Erdoğan’ın "fiili darbe yaptığını belirten" KCK açıklamasında "tereddüt göstermeden direnme" çağrısı yaptı.

Erdoğan'ın "bu savaş kıyamete kadar sürecek" ifadelerini ve "darbe hükümetinin başbakanı" olarak andığı Ahmet Davutoğlu'nun "şehirde ve kırda bu savaş, asayiş tam sağlanana kadar durmayacak" sözlerini "önümüzdeki dönemde nasıl bir saldırı politikası yürüteceklerini ortaya koymuşlardır" şeklinde değerlendiren KCK açıklamasında "AKP hükümetinde sorunları demokratik siyasal yöntemlerle çözme anlayışı yoktur; hangi topluluk hak talep ediyorsa o topluluğun ezilip sindirilmesi hedeflenmektedir. Tayyip Erdoğan ve Davutoğlu ‘Sonuna kadar savaş’ demektedirler." ifadelerine yer verdi.

AKP'yi Dolmabahçe Mutabakatı'na uymamakla suçlayan açıklama, operasyon kararının MGK'da alındığını da iddia ederek şöyle devam etti: "Erdoğan ve ekibi demokratikleşmeyi gündemden çıkarmak ve otoriter bir rejim yaratmak için seçim öncesi gerilim politikası izlemiş; seçimden sonra da seçim sonuçlarını kabul etmeyerek fiili darbe yapıp savaşı tırmandırmıştır. AKP seçimi kazansaydı savaşı daha ilk günden şiddetli bir biçimde başlatacaktı. Ancak seçimi kaybetmesine rağmen karşısında siyasi bir irade görmeyince 30 Ekim MGK’de alınan savaş kararını kısa bir süre sonra yürürlüğe koymuştur."
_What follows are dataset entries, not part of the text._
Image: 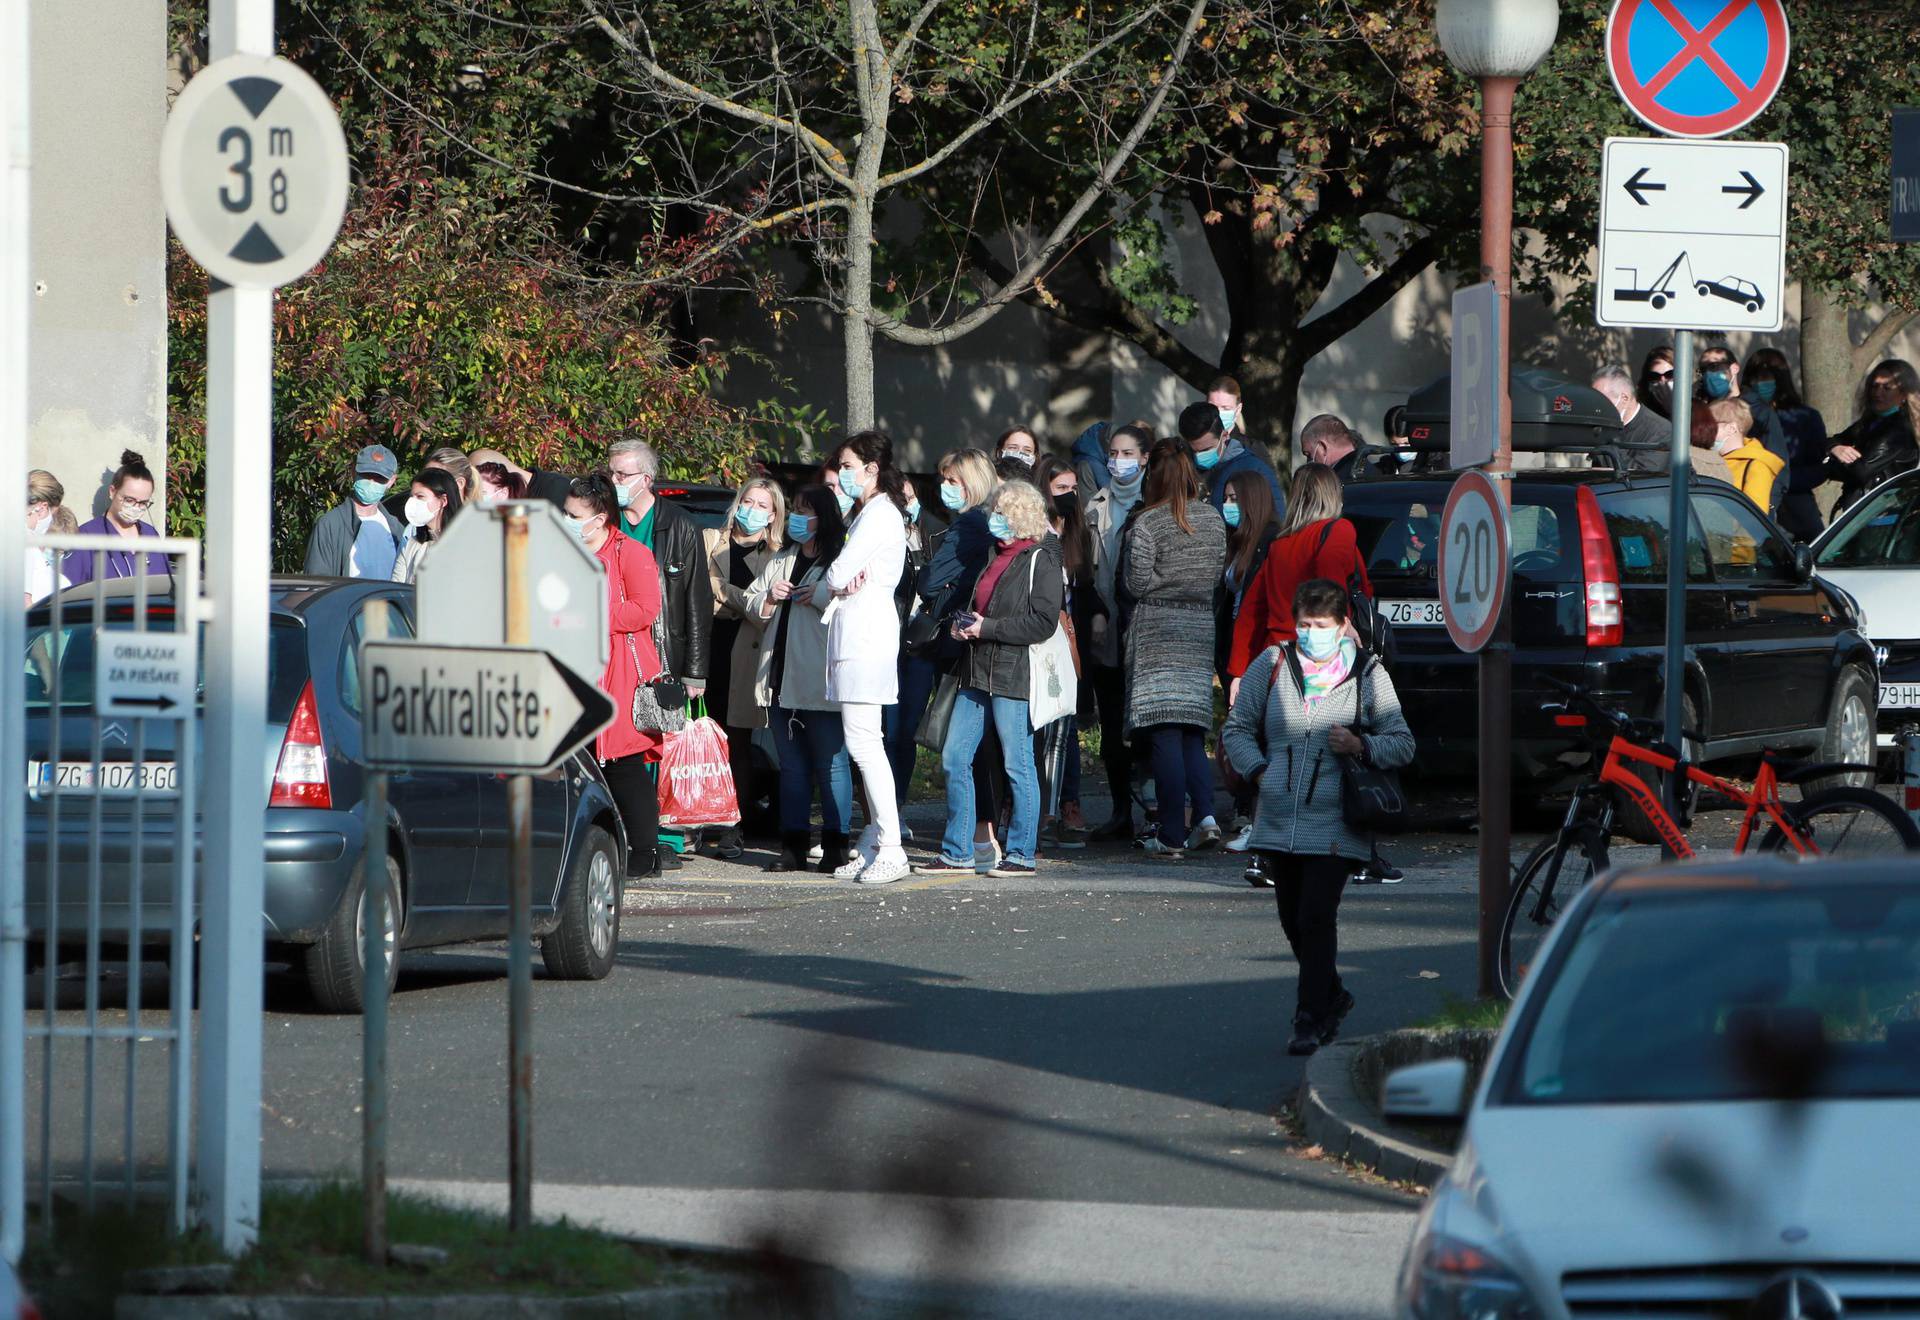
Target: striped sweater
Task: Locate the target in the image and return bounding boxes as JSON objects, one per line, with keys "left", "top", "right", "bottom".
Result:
{"left": 1222, "top": 644, "right": 1415, "bottom": 862}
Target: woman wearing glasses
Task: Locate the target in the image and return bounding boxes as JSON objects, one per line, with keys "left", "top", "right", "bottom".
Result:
{"left": 64, "top": 450, "right": 169, "bottom": 585}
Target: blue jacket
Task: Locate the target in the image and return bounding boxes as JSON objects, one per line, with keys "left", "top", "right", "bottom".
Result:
{"left": 1776, "top": 404, "right": 1830, "bottom": 496}
{"left": 915, "top": 506, "right": 996, "bottom": 662}
{"left": 1205, "top": 439, "right": 1285, "bottom": 519}
{"left": 1071, "top": 421, "right": 1112, "bottom": 493}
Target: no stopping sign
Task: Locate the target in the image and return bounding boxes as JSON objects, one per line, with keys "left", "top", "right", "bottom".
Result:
{"left": 1439, "top": 471, "right": 1510, "bottom": 653}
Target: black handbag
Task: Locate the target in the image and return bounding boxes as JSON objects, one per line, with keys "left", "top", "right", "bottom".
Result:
{"left": 903, "top": 603, "right": 949, "bottom": 656}
{"left": 915, "top": 670, "right": 962, "bottom": 753}
{"left": 1340, "top": 664, "right": 1407, "bottom": 832}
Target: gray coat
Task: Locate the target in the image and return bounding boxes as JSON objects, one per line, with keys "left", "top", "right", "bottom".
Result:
{"left": 1222, "top": 644, "right": 1415, "bottom": 863}
{"left": 303, "top": 501, "right": 402, "bottom": 578}
{"left": 1122, "top": 502, "right": 1226, "bottom": 732}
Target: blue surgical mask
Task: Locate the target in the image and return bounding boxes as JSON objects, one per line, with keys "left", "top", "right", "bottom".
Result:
{"left": 906, "top": 498, "right": 921, "bottom": 524}
{"left": 1217, "top": 407, "right": 1237, "bottom": 432}
{"left": 1752, "top": 379, "right": 1777, "bottom": 403}
{"left": 988, "top": 512, "right": 1014, "bottom": 542}
{"left": 1882, "top": 404, "right": 1904, "bottom": 418}
{"left": 1222, "top": 502, "right": 1242, "bottom": 528}
{"left": 734, "top": 505, "right": 772, "bottom": 534}
{"left": 562, "top": 515, "right": 592, "bottom": 544}
{"left": 1703, "top": 370, "right": 1732, "bottom": 400}
{"left": 1298, "top": 625, "right": 1340, "bottom": 661}
{"left": 940, "top": 481, "right": 967, "bottom": 512}
{"left": 834, "top": 486, "right": 856, "bottom": 516}
{"left": 1194, "top": 446, "right": 1221, "bottom": 470}
{"left": 352, "top": 477, "right": 389, "bottom": 506}
{"left": 837, "top": 468, "right": 865, "bottom": 501}
{"left": 787, "top": 512, "right": 814, "bottom": 541}
{"left": 614, "top": 478, "right": 635, "bottom": 509}
{"left": 1108, "top": 456, "right": 1141, "bottom": 483}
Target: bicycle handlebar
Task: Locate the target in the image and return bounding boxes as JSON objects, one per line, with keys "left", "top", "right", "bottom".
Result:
{"left": 1538, "top": 679, "right": 1704, "bottom": 749}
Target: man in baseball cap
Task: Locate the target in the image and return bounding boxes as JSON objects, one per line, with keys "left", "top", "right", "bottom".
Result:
{"left": 304, "top": 442, "right": 405, "bottom": 578}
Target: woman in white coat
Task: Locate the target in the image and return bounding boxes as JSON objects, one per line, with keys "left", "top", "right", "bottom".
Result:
{"left": 825, "top": 430, "right": 913, "bottom": 885}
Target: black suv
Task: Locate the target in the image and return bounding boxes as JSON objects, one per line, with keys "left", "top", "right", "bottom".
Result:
{"left": 1341, "top": 468, "right": 1879, "bottom": 788}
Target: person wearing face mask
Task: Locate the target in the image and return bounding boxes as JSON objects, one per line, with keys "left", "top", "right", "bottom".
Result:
{"left": 698, "top": 477, "right": 787, "bottom": 859}
{"left": 1697, "top": 345, "right": 1787, "bottom": 472}
{"left": 25, "top": 470, "right": 71, "bottom": 606}
{"left": 1207, "top": 376, "right": 1263, "bottom": 462}
{"left": 1222, "top": 578, "right": 1414, "bottom": 1057}
{"left": 1707, "top": 398, "right": 1784, "bottom": 512}
{"left": 1033, "top": 457, "right": 1094, "bottom": 849}
{"left": 1637, "top": 345, "right": 1677, "bottom": 420}
{"left": 746, "top": 487, "right": 853, "bottom": 873}
{"left": 302, "top": 444, "right": 404, "bottom": 580}
{"left": 467, "top": 447, "right": 570, "bottom": 507}
{"left": 566, "top": 474, "right": 668, "bottom": 880}
{"left": 389, "top": 468, "right": 465, "bottom": 585}
{"left": 997, "top": 426, "right": 1040, "bottom": 469}
{"left": 66, "top": 450, "right": 172, "bottom": 585}
{"left": 823, "top": 432, "right": 914, "bottom": 885}
{"left": 1123, "top": 439, "right": 1228, "bottom": 860}
{"left": 1591, "top": 364, "right": 1670, "bottom": 473}
{"left": 1178, "top": 400, "right": 1283, "bottom": 516}
{"left": 1214, "top": 470, "right": 1280, "bottom": 855}
{"left": 1826, "top": 359, "right": 1920, "bottom": 514}
{"left": 1081, "top": 423, "right": 1152, "bottom": 838}
{"left": 1742, "top": 349, "right": 1827, "bottom": 542}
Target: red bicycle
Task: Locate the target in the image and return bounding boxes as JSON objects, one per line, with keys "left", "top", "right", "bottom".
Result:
{"left": 1497, "top": 678, "right": 1920, "bottom": 998}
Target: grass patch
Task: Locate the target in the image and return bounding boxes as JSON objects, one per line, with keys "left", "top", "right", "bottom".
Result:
{"left": 1414, "top": 994, "right": 1510, "bottom": 1032}
{"left": 22, "top": 1182, "right": 686, "bottom": 1317}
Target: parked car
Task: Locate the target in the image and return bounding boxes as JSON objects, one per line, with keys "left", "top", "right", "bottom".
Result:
{"left": 1697, "top": 275, "right": 1766, "bottom": 314}
{"left": 23, "top": 578, "right": 629, "bottom": 1013}
{"left": 1388, "top": 855, "right": 1920, "bottom": 1320}
{"left": 1342, "top": 466, "right": 1879, "bottom": 789}
{"left": 1813, "top": 465, "right": 1920, "bottom": 756}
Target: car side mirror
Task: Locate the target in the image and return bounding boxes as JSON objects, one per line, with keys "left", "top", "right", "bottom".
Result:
{"left": 1792, "top": 544, "right": 1814, "bottom": 581}
{"left": 1382, "top": 1058, "right": 1470, "bottom": 1121}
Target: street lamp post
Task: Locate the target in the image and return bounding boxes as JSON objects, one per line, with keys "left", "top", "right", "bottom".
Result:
{"left": 1436, "top": 0, "right": 1559, "bottom": 1000}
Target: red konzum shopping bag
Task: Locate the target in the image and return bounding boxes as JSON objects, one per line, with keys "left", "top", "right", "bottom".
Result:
{"left": 657, "top": 714, "right": 740, "bottom": 829}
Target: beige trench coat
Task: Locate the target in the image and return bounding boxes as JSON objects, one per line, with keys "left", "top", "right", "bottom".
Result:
{"left": 702, "top": 525, "right": 775, "bottom": 728}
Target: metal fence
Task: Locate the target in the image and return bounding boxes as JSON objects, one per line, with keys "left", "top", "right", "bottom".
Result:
{"left": 1, "top": 533, "right": 203, "bottom": 1254}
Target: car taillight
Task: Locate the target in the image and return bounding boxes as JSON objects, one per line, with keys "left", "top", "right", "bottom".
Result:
{"left": 1576, "top": 485, "right": 1623, "bottom": 648}
{"left": 270, "top": 680, "right": 332, "bottom": 809}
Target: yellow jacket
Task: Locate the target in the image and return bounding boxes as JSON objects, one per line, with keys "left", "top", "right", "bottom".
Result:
{"left": 1722, "top": 440, "right": 1785, "bottom": 511}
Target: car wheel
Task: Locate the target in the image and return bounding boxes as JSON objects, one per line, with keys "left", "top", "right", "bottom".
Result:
{"left": 1745, "top": 300, "right": 1760, "bottom": 314}
{"left": 1650, "top": 293, "right": 1668, "bottom": 310}
{"left": 542, "top": 825, "right": 621, "bottom": 981}
{"left": 1813, "top": 666, "right": 1877, "bottom": 791}
{"left": 303, "top": 854, "right": 402, "bottom": 1015}
{"left": 1696, "top": 282, "right": 1711, "bottom": 296}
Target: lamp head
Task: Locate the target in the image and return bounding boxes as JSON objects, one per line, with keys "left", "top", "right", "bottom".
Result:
{"left": 1437, "top": 0, "right": 1560, "bottom": 78}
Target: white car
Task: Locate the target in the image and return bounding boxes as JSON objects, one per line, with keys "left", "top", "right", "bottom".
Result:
{"left": 1815, "top": 467, "right": 1920, "bottom": 754}
{"left": 1387, "top": 856, "right": 1920, "bottom": 1320}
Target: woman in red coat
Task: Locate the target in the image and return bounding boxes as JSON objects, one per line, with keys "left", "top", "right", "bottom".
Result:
{"left": 565, "top": 473, "right": 665, "bottom": 875}
{"left": 1226, "top": 464, "right": 1372, "bottom": 700}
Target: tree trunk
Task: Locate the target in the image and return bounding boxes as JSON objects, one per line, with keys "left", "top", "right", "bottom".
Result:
{"left": 842, "top": 187, "right": 878, "bottom": 433}
{"left": 1801, "top": 285, "right": 1855, "bottom": 434}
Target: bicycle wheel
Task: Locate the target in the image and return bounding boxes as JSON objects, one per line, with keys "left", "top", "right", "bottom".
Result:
{"left": 1499, "top": 832, "right": 1610, "bottom": 1000}
{"left": 1755, "top": 787, "right": 1920, "bottom": 858}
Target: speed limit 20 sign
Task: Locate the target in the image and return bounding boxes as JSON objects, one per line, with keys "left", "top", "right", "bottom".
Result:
{"left": 160, "top": 54, "right": 349, "bottom": 290}
{"left": 1439, "top": 470, "right": 1510, "bottom": 653}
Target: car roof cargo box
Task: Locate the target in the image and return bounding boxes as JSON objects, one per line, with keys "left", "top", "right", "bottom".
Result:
{"left": 1399, "top": 367, "right": 1638, "bottom": 454}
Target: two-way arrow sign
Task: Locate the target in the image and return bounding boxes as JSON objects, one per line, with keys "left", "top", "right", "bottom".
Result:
{"left": 359, "top": 642, "right": 615, "bottom": 773}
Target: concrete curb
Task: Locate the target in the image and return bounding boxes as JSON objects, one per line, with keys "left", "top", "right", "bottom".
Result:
{"left": 116, "top": 1268, "right": 851, "bottom": 1319}
{"left": 1294, "top": 1038, "right": 1456, "bottom": 1189}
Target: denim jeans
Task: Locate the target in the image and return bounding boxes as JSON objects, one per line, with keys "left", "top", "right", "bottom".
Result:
{"left": 942, "top": 688, "right": 1040, "bottom": 864}
{"left": 885, "top": 652, "right": 940, "bottom": 810}
{"left": 1146, "top": 723, "right": 1213, "bottom": 848}
{"left": 768, "top": 702, "right": 850, "bottom": 834}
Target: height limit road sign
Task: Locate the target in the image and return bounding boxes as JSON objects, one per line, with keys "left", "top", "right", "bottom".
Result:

KCK açıklamasını şu şekilde sonlandırdı: "Bu gerçeklik karşısında Kürt halkına düşen görev, hiçbir tereddüt göstermeden direnmek, onlarca yıldır yürüttüğü ve ağır bedeller ödediği mücadeleyi sonuca götürmektir. Türkiye halklarına ve demokrasi güçlerine düşen görev de otoriterleşmeye ve despotizme karşı Kürdistan halkının verdiği Türkiye halklarının da demokrasi mücadelesi olan bu direnişin yanında yer almak ve bu demokrasi mücadelesini yükseltmek olmalıdır. Tam da şimdi Gezi ruhunun ayağa kalkmasının zamanıdır. Şimdi bizim yaptığımız, tek taraflı sürdürülen savaşa karşı haklı ve kutsal bir direniş göstermek olmaktadır. Bir ulus olarak varlığımızı korumak, özgür ve demokratik yaşamımızı kurmak dışında başka bir amacımız yoktur. Ne kimseye savaş açmış, ne de hiç kimsenin oyununa gelmiş durumdayız. Mazlum bir halkın isyan çığlığı olarak bu halkın yok edilmeyeceğini, özgür ve demokratik yaşamından alıkonulamayacağını haykırmaktayız. Bir halkın özyönetimini kurmasına karşı yürütülen vahşi saldırılara karşı direnmek bu anlama gelmektedir."